Let's start by generating some dummy data:

In [None]:
import numpy as np
import pandas as pd
import xarray as xr
import lilio

# Hide the full data when displaying a dataset in the notebook
xr.set_options(display_expand_data=False) 

n = 50
time_index = pd.date_range("20151020", periods=n, freq="60d")
time_coord = {"time": time_index}
x1 = xr.DataArray(np.random.randn(n), coords=time_coord, name="precursor1")
x2 = xr.DataArray(np.random.randn(n), coords=time_coord, name="precursor2")
y = xr.DataArray(np.random.randn(n), coords=time_coord, name="target")
print(x1)

Next we will need a calendar, and use it to resample the dummy data:

In [None]:
calendar = lilio.daily_calendar(anchor="10-15", length="180d")
calendar.map_to_data(x1)
x1 = lilio.resample(calendar, x1)
x2 = lilio.resample(calendar, x2)
y = lilio.resample(calendar, y)

print(x1)

Now we are ready to create train and test splits of our data. We setup a strategy (`KFold`),
and give this to `lilio.traintest.TrainTestSplit`.

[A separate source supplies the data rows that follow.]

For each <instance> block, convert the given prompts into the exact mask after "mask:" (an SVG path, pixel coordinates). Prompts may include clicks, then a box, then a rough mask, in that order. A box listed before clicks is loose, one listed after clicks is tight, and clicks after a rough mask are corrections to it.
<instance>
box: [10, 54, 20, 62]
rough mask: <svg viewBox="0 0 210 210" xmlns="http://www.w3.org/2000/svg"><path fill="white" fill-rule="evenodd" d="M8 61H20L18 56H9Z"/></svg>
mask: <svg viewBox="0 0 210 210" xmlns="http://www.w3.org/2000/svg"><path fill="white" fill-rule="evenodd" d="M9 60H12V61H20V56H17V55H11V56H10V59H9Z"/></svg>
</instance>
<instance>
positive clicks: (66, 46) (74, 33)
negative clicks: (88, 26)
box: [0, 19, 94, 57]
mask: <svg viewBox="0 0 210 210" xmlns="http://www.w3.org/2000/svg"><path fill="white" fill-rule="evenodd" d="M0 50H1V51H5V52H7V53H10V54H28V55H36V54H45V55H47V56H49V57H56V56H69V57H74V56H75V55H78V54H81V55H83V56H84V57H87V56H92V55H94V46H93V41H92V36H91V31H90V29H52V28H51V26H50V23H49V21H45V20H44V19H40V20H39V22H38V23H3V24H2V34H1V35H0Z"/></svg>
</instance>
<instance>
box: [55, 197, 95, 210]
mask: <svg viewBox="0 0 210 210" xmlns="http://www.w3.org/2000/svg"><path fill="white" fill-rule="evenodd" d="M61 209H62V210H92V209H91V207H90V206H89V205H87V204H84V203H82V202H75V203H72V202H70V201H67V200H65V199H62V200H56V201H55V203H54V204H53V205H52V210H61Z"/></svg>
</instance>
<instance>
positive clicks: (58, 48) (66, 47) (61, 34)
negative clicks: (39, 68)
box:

We can use this cross validator to split our datasets `x1` and `x2`, as well as the target data `y`:

In [None]:
# Cross-validation
from sklearn.model_selection import KFold
import lilio.traintest

kfold = KFold(n_splits=3)
cv = lilio.traintest.TrainTestSplit(kfold)
for (x1_train, x2_train), (x1_test, x2_test), y_train, y_test in cv.split(x1, x2, y=y):
    print("Train:", x1_train.anchor_year.values)
    print("Test:", x1_test.anchor_year.values)

print(x1_train)

With an alternative notation we can make this more compact:

In [None]:
# Alternative using shorthand notation
x = [x1, x2]
for x_train, x_test, y_train, y_test in cv.split(*x, y=y):
    x1_train, x2_train = x_train
    x1_test, x2_test = x_test
    print("Train:", x1_train.anchor_year.values)
    print("Test:", x1_test.anchor_year.values)

Now you are ready to train your models!